Romeo & Juliet: An Escapist Comedy
This play has already proven itself at the Hamilton Fringe and I can see why. Sure, Shakespearean tragedy done as absurdist comedy and gleeful about its historical anachronisms has been around since Tom Stoppard's mid-60s smash, "Rosencranz and Guildenstern are Dead". But where that play riffed on the ennui of contemporary continental theatre, "An Escapist Comedy" (pun on 'Escapist' fully intended) is for 21st century audiences who've grown up with YouTube mashups.
In this case, Shakespeare intercut with Woody Allen. Think pre-"Annie Hall" Woody Allen of "Bananas" and "Love and Death" with his interminable existential posturing and neurotic self-indulgence. If you're nostalgic for the '70s and grade 11 English class, "An Escapist Comedy" is where you need to be.
The play squeezes a lot out of its hour, thanks to the fact that Shakespeare has already done the heavy lifting and the actors are free to play rimshots off dramatic highlights we knew decades before we sat down with our pints.

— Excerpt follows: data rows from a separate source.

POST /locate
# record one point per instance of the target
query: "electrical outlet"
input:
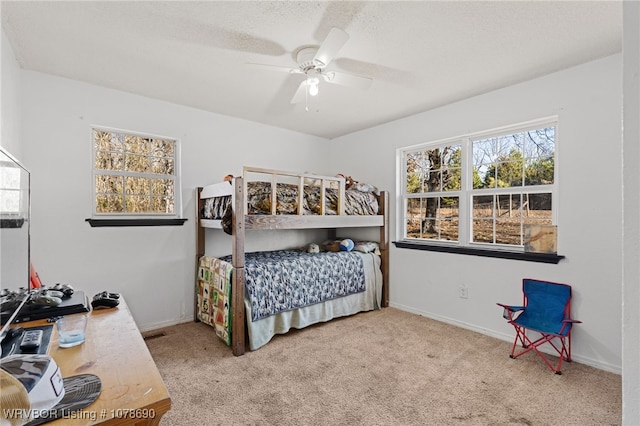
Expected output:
(463, 291)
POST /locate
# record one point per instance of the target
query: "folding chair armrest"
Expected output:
(511, 308)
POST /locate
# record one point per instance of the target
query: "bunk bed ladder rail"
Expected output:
(238, 333)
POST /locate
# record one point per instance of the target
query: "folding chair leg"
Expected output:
(564, 351)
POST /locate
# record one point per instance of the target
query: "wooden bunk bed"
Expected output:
(243, 219)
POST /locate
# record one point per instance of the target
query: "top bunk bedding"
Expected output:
(321, 196)
(259, 201)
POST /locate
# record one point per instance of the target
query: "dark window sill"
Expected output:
(530, 257)
(135, 222)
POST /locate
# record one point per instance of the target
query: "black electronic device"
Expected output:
(31, 340)
(105, 299)
(76, 303)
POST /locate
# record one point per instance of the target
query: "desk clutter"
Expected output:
(33, 392)
(44, 302)
(105, 300)
(32, 340)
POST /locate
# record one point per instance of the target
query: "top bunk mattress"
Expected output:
(356, 202)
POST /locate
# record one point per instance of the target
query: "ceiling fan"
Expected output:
(312, 62)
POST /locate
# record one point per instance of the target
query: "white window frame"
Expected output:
(177, 185)
(465, 195)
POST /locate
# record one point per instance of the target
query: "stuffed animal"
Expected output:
(348, 180)
(346, 244)
(313, 248)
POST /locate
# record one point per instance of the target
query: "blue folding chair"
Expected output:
(546, 311)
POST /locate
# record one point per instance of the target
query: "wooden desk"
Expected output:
(133, 392)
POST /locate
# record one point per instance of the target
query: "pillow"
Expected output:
(331, 245)
(346, 244)
(365, 246)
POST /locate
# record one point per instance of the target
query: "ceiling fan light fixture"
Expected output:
(313, 89)
(312, 82)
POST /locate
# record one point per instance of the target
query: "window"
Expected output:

"Romeo and Juliet" is a fatalistic play even for classic tragedy (remember how the stars are against Romeo from the get-go?), so the treadmill of Woody Allen mithering about being in thrall to a god who might not even be there is a more slyly profound metaphor than we might at first realize.
How well it works says a lot for the cast. One-liners that don't do much to set up the next one-liner mean there has to be a lot of attention paid to rhythm and timing and running around on stage.
"An Escapist Comedy" is done in Elizabethan costume, but there are no sets (an unexpected nod to authenticity since that's how Shakespeare was done at the Globe under her and his majesties Elizabeth and James.) Good acting creates its setting and the players earned their money.
Their few props were effective. For example, at one point Romeo and Juliet struggled with a length of rope. The episode balanced anxiety and grace and humour and athletics so effectively that I couldn't tell if it was a glitch rescued brilliantly by impov, or if the it was slapstick choreography so relaxed and assured it seemed improvised.
If it was the former, sorry: only us opening-nighters got it. If it was the latter, enjoy.
Either way, it's a reminder that we go to the theatre for an in-the-moment tension and release our digital screens can't satisfy.